Youth Advocates

Youth Advocates

Wir machen uns stark für Kinder und Jugendliche mit Fluchterfahrung. Wir sind eine Gruppe Jugendlicher unterschiedlichster Herkunft, die sich bei Plan International für Kinderschutz und die Stärkung der gesellschaftlichen und politischen Teilhabe von Jugendlichen in Hamburg, Deutschland und ganz Europa engagiert.

Youth Advocates auf Sendung beim ZDF

Im Mai 2022 wurden wir von der Redakteurin Homeira Rhein für einen Beitrag für die ZDF-Sendung „Forum am Freitag“ eingeladen. Forum am Freitag ist ein Format, das jungen Muslim:innen die Möglichkeit gibt, ihre Sicht des Zusammenlebens in Deutschland zu diskutieren. In dem 15-minütigen Beitrag erhaltet ihr Einblicke in unsere Arbeit und das von der Bundeszentrale für Politische Bildung ausgezeichnete Projekt „Youth Advocates on Air“. Batoul, Atef und weitere Vertreter:innen der erzählen von ihrer persönlichen Motivation sich gesellschaftlich zu engagieren und den Herausforderungen und Erfahrungen der Youth Advocates. Weitere Infos zum Beitrag findet ihr im Plan-Magazin.

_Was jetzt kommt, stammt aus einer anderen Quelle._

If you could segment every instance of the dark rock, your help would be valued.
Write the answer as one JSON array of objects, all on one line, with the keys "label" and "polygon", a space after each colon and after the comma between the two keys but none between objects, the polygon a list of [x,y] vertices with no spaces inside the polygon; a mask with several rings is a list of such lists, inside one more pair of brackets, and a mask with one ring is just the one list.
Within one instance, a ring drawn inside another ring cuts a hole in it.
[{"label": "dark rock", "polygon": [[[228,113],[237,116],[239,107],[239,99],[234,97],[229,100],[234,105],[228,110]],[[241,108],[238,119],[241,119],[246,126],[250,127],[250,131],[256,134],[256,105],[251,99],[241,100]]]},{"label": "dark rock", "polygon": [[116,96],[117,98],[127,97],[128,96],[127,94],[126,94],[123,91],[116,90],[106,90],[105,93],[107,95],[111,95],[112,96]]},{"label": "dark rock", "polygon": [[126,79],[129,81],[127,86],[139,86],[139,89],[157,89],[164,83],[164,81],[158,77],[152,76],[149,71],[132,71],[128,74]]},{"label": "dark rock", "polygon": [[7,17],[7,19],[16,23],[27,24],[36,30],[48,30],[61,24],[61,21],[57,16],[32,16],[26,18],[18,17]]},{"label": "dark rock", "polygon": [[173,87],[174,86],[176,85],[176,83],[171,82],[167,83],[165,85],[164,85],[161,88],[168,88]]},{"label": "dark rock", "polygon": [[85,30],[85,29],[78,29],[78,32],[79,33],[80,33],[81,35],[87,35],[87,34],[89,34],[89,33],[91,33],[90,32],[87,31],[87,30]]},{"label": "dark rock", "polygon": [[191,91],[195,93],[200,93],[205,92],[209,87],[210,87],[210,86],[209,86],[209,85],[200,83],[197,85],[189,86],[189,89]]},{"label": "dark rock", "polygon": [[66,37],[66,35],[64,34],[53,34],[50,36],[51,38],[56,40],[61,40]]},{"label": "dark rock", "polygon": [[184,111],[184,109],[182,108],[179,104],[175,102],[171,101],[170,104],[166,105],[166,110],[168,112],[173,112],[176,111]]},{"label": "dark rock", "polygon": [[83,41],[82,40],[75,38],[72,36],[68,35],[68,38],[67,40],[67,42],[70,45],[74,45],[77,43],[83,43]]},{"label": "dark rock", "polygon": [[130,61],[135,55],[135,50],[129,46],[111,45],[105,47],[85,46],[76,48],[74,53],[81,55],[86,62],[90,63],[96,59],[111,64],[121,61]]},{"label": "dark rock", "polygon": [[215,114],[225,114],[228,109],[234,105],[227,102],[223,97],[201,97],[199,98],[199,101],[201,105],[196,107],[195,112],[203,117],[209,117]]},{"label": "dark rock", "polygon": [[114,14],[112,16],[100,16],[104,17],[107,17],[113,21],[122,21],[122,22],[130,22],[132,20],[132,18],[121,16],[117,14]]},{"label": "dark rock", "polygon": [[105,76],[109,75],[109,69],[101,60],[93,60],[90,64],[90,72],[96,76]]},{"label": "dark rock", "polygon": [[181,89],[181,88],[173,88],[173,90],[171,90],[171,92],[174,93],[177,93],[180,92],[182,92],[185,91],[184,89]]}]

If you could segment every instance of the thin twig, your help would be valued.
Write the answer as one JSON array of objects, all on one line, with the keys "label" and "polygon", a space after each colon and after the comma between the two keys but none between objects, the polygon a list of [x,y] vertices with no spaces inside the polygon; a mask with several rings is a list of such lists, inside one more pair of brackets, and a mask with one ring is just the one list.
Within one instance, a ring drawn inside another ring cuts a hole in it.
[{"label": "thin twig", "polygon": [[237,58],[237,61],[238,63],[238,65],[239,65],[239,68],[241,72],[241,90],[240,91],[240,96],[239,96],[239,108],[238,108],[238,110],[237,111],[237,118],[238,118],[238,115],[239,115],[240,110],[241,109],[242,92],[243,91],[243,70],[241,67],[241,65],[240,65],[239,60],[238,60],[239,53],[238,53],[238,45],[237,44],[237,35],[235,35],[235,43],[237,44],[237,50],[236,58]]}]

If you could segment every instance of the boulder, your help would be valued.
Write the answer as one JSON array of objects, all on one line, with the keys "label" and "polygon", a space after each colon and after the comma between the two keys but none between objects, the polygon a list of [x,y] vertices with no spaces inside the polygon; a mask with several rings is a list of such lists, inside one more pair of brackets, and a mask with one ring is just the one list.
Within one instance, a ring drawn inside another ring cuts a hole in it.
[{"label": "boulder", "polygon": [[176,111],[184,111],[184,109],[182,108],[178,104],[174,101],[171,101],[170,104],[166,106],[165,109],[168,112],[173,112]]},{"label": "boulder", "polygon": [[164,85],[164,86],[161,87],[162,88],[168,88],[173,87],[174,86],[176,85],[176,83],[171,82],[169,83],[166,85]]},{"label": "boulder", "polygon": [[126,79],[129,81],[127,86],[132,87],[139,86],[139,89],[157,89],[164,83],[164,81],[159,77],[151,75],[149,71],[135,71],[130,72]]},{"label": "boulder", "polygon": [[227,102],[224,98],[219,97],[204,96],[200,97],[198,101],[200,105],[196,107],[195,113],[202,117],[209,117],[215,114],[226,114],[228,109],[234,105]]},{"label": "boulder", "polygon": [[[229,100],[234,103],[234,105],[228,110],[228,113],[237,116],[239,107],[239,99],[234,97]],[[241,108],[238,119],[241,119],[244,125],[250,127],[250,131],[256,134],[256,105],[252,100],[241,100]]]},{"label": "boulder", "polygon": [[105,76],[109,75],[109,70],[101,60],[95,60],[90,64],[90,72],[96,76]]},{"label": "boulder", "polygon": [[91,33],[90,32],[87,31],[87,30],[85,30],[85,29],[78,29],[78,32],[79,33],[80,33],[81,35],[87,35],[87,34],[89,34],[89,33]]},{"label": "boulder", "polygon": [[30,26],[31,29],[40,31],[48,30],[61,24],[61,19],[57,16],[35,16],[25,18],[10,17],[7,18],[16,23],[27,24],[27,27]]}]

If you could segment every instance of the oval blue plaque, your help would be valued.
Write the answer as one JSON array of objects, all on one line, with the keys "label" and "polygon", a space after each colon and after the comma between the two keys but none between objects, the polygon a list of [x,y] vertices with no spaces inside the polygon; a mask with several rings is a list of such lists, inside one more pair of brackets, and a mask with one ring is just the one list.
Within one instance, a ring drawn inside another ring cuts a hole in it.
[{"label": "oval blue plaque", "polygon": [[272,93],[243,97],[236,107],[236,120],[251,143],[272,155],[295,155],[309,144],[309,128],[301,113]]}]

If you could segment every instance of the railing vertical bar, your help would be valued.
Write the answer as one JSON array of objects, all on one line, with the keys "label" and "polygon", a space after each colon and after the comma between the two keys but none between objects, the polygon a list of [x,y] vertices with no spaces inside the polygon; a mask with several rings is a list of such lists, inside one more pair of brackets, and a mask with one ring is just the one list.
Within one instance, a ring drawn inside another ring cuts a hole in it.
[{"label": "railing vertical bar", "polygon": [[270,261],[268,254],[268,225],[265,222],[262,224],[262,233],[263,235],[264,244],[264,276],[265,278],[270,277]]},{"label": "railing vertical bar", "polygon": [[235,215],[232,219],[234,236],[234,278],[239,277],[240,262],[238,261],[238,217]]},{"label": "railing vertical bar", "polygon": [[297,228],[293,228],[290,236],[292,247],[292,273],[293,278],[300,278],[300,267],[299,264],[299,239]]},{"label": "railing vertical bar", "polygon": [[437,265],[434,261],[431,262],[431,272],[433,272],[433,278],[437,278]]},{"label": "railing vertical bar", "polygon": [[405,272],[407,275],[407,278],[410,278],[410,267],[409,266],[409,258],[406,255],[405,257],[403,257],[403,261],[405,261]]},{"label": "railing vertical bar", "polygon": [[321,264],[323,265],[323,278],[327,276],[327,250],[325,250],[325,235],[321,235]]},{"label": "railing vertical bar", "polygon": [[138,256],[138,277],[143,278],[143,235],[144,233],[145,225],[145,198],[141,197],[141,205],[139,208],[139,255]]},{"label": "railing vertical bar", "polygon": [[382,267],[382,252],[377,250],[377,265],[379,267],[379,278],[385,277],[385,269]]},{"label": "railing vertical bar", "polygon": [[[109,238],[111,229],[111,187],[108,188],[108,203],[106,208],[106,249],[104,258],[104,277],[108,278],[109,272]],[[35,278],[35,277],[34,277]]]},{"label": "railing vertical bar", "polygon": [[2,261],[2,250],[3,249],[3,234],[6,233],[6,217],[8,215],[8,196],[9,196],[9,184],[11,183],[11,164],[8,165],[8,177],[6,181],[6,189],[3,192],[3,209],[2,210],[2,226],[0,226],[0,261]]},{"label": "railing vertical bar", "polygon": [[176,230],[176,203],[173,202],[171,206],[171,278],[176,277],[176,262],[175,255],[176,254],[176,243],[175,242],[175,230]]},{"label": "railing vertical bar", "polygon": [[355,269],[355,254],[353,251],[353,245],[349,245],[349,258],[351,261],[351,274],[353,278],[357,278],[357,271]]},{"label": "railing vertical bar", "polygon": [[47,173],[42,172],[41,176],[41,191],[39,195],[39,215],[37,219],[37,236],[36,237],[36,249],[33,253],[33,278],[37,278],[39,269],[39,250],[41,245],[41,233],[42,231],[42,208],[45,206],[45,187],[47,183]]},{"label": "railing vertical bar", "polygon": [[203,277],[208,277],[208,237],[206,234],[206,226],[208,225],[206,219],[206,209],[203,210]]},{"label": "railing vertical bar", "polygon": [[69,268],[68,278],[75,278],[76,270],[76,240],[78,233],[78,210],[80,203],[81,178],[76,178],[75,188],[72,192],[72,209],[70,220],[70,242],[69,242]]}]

Statements zum internationalen Tag gegen Rassismus

Am 21. März ist der Internationale Tag gegen Rassismus (International Day for the Elimination of Racial Discrimination). Dieser Tag wurde 1966 von den Vereinten Nationen ausgerufen nach einem Massaker am 21.03.1960 in dem damaligen Apartheidsstat Südafrikanische Union, bei dem 69 Demonstrant:innen wegen ihrer Hautfarbe erschossen wurden. Zum diesjährigen Tag gegen Rassismus haben Lale, Awaz und Atef aus unserer Gruppe der Youth Advocates jeweils einminütige Social Media Statements zu ihren Erfahrungen mit Mikroaggressionen und Alltagsrassismus veröffentlicht.

Konferenz zur Zukunft Europas 2022

Konferenz zur Zukunft Europas 2022
© #DiasporaVote!

Im November 2021 haben wir eine Online-Diskussion mit dem Titel „Fehlende Diversität in der Politik – Wie stärken wir eine junge, migrantische Perspektive?“ im Rahmen der „Konferenz zur Zukunft Europas“ veranstaltet.

Wir hatten unter anderem Vertreter:innen von Black Lives Matter, „Bunte Hände Hamburg“ und der Grünen Jugend auf dem virtuellen Podium.

Außerdem waren etwa 40 Jugendliche mit und ohne Fluchterfahrung für den anschließenden Workshop geladen. Gemeinsam sind wir der Frage nachgegangen, was sich gesellschaftlich und politisch ändern muss, um die politische Teilhabe von jungen Migrant:innen zu stärken.

Alya und Batoul
© #DiasporaVote!

Alya und Batoul haben als Vertreter:innen unserer Gruppe die Ergebnisse des Workshops im Februar 2022 im Rahmen der Veranstaltung „European Racialized Communities Recommendations“ in Brüssel vorgestellt. Dort konnten sie gemeinsam mit anderen Jugendgruppen aus Europa konkrete Empfehlungen zur Migrationspolitik in Europa an die Europäische Kommission aussprechen.

Hier seht ihr ein Videozusammenschnitt der beiden Events:

Videoprojekt: "Youth Advocates on Air"

In unserem Projekt "Youth Advocates on Air"arbeiten wir in Kooperation mit dem Hamburger Bürger- und Ausbildungskanal TIDE an einer Serie kleiner Informationsvideos für Jugendliche. Dazu wurden wir von der TIDE Akademie redaktionell geschult. Wir wurden in mehreren Workshops an Redaktionsarbeit und Sendungsproduktion herangeführt und haben ein eigenes Sendungskonzept entwickelt. Wir wollen mit den Videos vor allem andere junge Menschen mit Fluchterfahrung über aktuelle Themen informieren, momentan unter dem besonderen Aspekt der Corona-Krise.

Unsere Videos werden im Wechsel von verschiedenen Mitgliedern der Gruppe moderiert. Auch die Recherche, Skripterstellung, Ilustration und Postproduktion liegt komplett bei uns. In den Videos geht es im Schwerpunkt um die Themen Flucht, Migration und Toleranz, wozu wir unterschiedliche Interviewpartner:innen als Gäste eingeladen haben.  

Das Projekt wurde von der Bundeszentrale für politische Bildung im Wettbewerb Aktiv für Demokratie und Toleranz mit einem Preis ausgezeichnet. Weitere Informationen zum Projekt und zum Preis findet ihr in diesem Artikel.

Folge 1: Lernen in Zeiten von Corona

Folge 3 - Chancengerechtigkeit: Im Gespräch mit Barin

Folge 5 - Integrationskurse

Folge 7 - Vorurteile gegen Geflüchtete. Ein Faktencheck (Part II)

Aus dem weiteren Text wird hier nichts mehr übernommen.